Long-distance Detection of Bioacoustic Events with Per-channel Energy Normalization
Vincent Lostanlen, Kaitlin Palmer, Elly Knight, Christopher Clark,, Holger Klinck, Andrew Farnsworth, Tina Wong, Jason Cramer, Juan Pablo Bello

TL;DR
This paper demonstrates that per-channel energy normalization (PCEN) effectively detects bioacoustic events by enhancing vocalizations and reducing false alarms, outperforming traditional methods in noisy environments with minimal computational cost.
Contribution
It introduces the application of PCEN for unsupervised bioacoustic event detection, showing its advantages over logarithmic spectral flux in various noise conditions.
Findings
PCEN reduces false alarm rates by up to 50x in near field and 5x in far field.
PCEN generalizes spectral flux with a tunable time scale.

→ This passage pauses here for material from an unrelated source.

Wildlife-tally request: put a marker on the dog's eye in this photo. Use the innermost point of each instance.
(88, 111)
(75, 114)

Method requires no human intervention and has moderate computational cost.
Abstract
This paper proposes to perform unsupervised detection of bioacoustic events by pooling the magnitudes of spectrogram frames after per-channel energy normalization (PCEN). Although PCEN was originally developed for speech recognition, it also has beneficial effects in enhancing animal vocalizations, despite the presence of atmospheric absorption and intermittent noise. We prove that PCEN generalizes logarithm-based spectral flux, yet with a tunable time scale for background noise estimation. In comparison with pointwise logarithm, PCEN reduces false alarm rate by 50x in the near field and 5x in the far field, both on avian and marine bioacoustic datasets. Such improvements come at moderate computational cost and require no human intervention, thus heralding a promising future for PCEN in bioacoustics.